Au coeur de la nuit, les députés travaillent. Et allument l’étincelle. Conspué depuis des mois, le fameux décret vient d’être voté au Conseil de la Communauté française. Il est 0h50.

Quelques heures plus tard, dans plusieurs villes, les étudiants délaissent le chemin de l’auditoire pour gagner la rue. Plusieurs quartiers de Liège et de Bruxelles se trouvent même paralysés. Réaction des autorités : autopompes, arrestations… Les grands moyens sont déployés. Philippe Henry, le président de la Fédération des étudiants francophones (FEF), avait pourtant prévenu : si le décret Lebrun était voté, des actions seraient organisées.

Le décret Lebrun, du nom du ministre social-chrétien de l’Enseignement supérieur, est ce texte qui vise à rationaliser le paysage de l’enseignement supérieur francophone. Concrètement, 113 établissements, répartis sur 150 sites, sont appelés à devenir 25 hautes écoles. Et le tout, dès l’automne 1995. La majorité des étudiants s’y opposent. Mais leur colère est plus profonde : depuis le printemps, les acteurs du supérieur réclament un refinancement de leur secteur.

Au fil des mois, la fronde n’a cessé de s’étendre, gagnant une large partie du monde de l’enseignement, l’opposition parlementaire, les milieux syndicaux… Les mécontents varient les méthodes : cartes blanches, interpellations, lobbying politique, et même piquets de grève. Mais en face, le camp gouvernemental se montre uni.  » La réforme est indispensable « , balance Patrick Moriau, fidèle du président socialiste Philippe Busquin.  » Des milliards ne vont pas tomber soudainement dans l’escarcelle de l’enseignement.  »

Au-delà du fond se posent des questions de méthode. Et de pouvoir. Peut-on raisonnablement décréter sans tenir compte des principaux intéressés – les étudiants ? La FEF conteste. Et hausse le ton. Le 27 octobre, elle dégaine à nouveau : 30 000 étudiants défilent dans les rues de Liège. Le 9 novembre, ils sont 25 000 à Namur. Du lourd !

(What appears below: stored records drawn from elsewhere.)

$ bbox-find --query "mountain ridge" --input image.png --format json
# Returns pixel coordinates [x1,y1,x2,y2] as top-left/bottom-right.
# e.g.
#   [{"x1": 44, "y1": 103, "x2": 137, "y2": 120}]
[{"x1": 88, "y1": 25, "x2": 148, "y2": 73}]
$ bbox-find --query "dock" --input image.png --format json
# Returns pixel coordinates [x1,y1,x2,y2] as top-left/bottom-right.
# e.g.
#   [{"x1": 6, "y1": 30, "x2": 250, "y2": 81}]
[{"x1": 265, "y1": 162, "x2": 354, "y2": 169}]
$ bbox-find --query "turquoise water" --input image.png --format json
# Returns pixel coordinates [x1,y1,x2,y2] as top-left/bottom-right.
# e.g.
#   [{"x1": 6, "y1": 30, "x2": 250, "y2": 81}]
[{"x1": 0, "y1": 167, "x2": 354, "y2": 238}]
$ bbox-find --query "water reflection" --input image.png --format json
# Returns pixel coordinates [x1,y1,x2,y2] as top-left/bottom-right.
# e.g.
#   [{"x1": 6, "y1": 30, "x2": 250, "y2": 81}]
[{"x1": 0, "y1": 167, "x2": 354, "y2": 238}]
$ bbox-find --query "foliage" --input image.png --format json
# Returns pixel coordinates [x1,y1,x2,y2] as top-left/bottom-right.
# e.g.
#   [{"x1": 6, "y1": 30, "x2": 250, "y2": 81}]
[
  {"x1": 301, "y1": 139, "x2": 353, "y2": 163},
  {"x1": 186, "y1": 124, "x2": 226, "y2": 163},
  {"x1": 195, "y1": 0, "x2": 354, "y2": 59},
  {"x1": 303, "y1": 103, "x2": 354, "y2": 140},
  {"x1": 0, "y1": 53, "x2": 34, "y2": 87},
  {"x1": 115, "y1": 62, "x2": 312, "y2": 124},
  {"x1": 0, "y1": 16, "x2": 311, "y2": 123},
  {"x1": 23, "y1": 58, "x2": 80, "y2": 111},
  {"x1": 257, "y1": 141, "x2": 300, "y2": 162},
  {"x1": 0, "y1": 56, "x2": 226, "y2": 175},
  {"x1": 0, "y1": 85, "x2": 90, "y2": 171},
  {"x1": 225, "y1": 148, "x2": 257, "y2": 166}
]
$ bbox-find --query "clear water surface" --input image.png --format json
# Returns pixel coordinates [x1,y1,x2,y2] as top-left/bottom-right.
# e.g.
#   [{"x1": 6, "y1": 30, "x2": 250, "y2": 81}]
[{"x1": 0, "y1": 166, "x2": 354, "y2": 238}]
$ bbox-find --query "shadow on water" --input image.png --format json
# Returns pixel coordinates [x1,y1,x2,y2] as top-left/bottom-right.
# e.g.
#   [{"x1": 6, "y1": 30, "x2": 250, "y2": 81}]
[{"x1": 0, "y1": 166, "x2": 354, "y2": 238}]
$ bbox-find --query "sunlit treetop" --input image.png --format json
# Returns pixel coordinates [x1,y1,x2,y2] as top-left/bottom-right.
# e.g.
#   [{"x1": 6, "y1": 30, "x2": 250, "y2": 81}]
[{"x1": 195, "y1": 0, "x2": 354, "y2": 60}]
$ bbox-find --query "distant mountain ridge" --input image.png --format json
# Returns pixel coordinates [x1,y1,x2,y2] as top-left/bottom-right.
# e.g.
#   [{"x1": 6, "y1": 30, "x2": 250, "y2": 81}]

Laurette Onkelinx doit se mouiller. Publiquement, la ministre-présidente de la Communauté française annonce que des moyens seront débloqués pour favoriser la concertation. En outre, chaque établissement d’enseignement supérieur sera tenu de réserver un local aux étudiants. La FEF monte en puissance : c’est elle qui se voit chargée de superviser l’exécution des mesures.

Agée de 21 ans, la Fédération acquiert une légitimité accrue en cette année 1994. Certes, elle s’était déjà fait remarquer dans le passé par ses combats contre l’augmentation des minervals ou la défense des bourses d’études. Mais sans doute est-ce (seulement) à présent qu’elle devient l’incontournable interlocutrice du politique. Le président Philippe Henry, étudiant modèle, homme précis et rigoureux, devient une petite célébrité. Quand on lui demande ce qu’il fera plus tard, il dit espérer un métier  » utile « .

Le décret Lebrun sera finalement suspendu. Puis, remplacé par un texte davantage concerté. Mais le monde de l’enseignement demeurera sur le qui-vive. Après le décret Lebrun, c’est le plan Onkelinx qui mettra le feu aux poudres.